In the advanced configuration, adaptive checkpointing is supported, which allows for the automatic loading of checkpoints during the model checkpoint loading process and their conversion to the user-specified parallel strategy. This advanced configuration reduces disk overhead and enables checkpoint conversion to be executed in multiple processes in parallel.


YAML Configuration
>>>>>>>>>>>>>>>>>>>

.. code-block:: yaml

    # Whether to enable adaptive checkpoint, default: True
    adaptive_parallel_strategy_on_checkpoint: True


.. csv-table::
   :header: "Parameter Name", "Type", "Description"

   "adaptive_parallel_strategy_on_checkpoint",               "bool",      "Specifies whether to enable the adaptive checkpoint functionality.

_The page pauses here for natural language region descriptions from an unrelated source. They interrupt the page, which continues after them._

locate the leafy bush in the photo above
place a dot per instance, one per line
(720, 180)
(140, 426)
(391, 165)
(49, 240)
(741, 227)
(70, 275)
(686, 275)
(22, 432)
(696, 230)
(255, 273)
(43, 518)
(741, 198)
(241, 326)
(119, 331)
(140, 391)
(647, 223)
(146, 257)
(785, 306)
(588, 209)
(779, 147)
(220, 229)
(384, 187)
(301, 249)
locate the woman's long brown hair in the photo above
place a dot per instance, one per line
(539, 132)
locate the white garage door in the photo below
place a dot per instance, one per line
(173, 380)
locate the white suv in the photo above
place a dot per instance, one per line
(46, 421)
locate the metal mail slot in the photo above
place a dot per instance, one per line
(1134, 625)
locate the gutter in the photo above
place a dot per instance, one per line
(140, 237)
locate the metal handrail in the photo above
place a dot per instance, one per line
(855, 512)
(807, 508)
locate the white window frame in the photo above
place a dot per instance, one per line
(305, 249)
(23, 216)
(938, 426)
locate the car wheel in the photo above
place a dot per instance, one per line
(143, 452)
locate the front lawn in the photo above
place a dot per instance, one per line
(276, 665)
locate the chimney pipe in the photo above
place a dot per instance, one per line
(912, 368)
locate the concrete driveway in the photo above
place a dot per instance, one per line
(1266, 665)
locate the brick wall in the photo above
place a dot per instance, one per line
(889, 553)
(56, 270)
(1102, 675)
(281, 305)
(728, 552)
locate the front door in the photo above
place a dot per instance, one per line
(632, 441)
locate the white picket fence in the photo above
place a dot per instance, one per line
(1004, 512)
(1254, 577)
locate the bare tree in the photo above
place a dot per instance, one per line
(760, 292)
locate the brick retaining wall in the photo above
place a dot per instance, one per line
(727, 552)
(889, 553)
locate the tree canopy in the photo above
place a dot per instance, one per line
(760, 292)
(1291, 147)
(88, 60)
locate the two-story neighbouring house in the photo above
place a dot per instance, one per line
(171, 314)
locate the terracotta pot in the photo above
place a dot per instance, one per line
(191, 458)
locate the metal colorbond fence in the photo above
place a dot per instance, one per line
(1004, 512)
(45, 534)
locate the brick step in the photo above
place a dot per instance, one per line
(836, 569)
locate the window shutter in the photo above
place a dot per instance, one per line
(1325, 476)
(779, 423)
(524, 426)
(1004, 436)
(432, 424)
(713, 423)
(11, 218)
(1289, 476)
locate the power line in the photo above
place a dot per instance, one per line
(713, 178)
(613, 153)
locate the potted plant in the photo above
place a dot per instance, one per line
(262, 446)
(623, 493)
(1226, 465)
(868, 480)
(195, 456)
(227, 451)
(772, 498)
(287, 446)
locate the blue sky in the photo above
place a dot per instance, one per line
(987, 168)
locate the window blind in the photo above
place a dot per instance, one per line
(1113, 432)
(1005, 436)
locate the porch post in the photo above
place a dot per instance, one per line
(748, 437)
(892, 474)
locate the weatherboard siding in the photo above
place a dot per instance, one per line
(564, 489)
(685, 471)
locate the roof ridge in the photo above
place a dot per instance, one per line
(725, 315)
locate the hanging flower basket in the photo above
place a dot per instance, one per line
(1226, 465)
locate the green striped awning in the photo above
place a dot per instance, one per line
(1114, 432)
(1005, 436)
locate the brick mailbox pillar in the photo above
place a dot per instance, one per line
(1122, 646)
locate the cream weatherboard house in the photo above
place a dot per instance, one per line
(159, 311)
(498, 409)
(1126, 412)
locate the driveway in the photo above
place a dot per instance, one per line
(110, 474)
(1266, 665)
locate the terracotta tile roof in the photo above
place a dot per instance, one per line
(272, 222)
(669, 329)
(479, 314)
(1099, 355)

True for enabling, False for disabling."


Code Sample
>>>>>>>>>>>>

Here is an example demonstrating how to pass the `adaptive_parallel_strategy_on_checkpoint` parameter when loading a checkpoint. If `adaptive_parallel_strategy_on_checkpoint: True` is configured in the YAML file, the `load_checkpoint` function will adaptively initialize the weights from the checkpoint into the model.

.. code-block:: python

    load_checkpoint(
        model, None, None,
        adaptive_parallel_strategy=self.args.adaptive_parallel_strategy_on_checkpoint
    )